Most participants made positive comments in regards to the tool’s ability to support browsing. For example, the participants found the overview of the discussion, Summary statistics of the discussion and the Timeline, to be particularly helpful. P2: “I like the dates, I like the date of the -- I really like knowing the timeframe of the thread and the number of participants. All of that summary information is very good.” On the other hand, the Slider did not live up to the expectations. For example, the interactive graphical part of the visualization that involved the Slider, developed for navigational purposes for quick browsing, caused the most negative reactions. This was primarily due to the density of information, small font size used in that area and poor adjustability for different screen sizes, especially for small screens. The participants had split opinions about the list of participants and their number. Some of the participants found those useful for formulating opinion summaries or knowing what positions to expect in the discussion; others found them somewhat irrelevant.

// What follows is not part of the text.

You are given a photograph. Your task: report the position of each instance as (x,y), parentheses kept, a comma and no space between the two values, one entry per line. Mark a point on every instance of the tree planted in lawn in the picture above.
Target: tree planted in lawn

More generally, however, some participants questioned the tool’s attention on a single discussion thread as the only focus in the visualization. When describing their browsing experiences, these participants often talked about the need to see a discussion within the context of the forum, rather than as an isolated instance. P3: “I'm more inclined to look at all the discussions, all the responses.” These participants were likely to perceive individual threads as existing in a symbiotic relationship with other discussions that are on the same topic or have a certain amount of overlap in the topics they cover, alluding for a broader relevant context when reading a particular discussion. This colored their perceptions of the tool’s focus on a single discussion thread: P7: “…so if you clicked on pump you would see a list here of all of the discussions’ summaries of whatever, of, of whatever is related in, in another discussion, that, that would be good.” These participants wished to see the overlap between different discussions on the same topic, and to compare the topics between discussion threads. P10: “Perhaps instead of, instead of this, maybe, on keywords, if you clicked on insulin or mdi or pump instead of showing where it shows up, here, what other discussions are mentioning pump, insulin and mdi…” Participants were also interested to see forum wide statistics, a more quantitative description of what was going on in the forum: P3: “I might want to compare this to discussions and see what the keywords are for both and see if I could cross reference some keywords. I might also want to know what the community’s trending keywords are.” Finally, the participants proposed the following new features for more efficient skimming of discussions: highlighting keywords of interest in the text, finding the latest posts in the discussion, and labeling the read posts.

Focused information search. According to the participants, the tool was helpful in finding specific information of interest. The most-liked feature for this task was the Index Panel with its Keywords section. P2: “I would love to sort of sort out especially with long threads the ones that really went back to the key points of the initial discussion, like in this case pump and insulin I would probably because I'm an insulin user. I would probably pick on insulin and pump. So it does help me …” However, some participants thought they could not find much use of the Index Panel in real life, although it helped them answer the questions in the study. The participants also proposed specific enhancements to existing features. These included: more prominent highlighting of the selections in the Index Panel, and selection of multiple keywords for the purpose of building more complex Boolean queries.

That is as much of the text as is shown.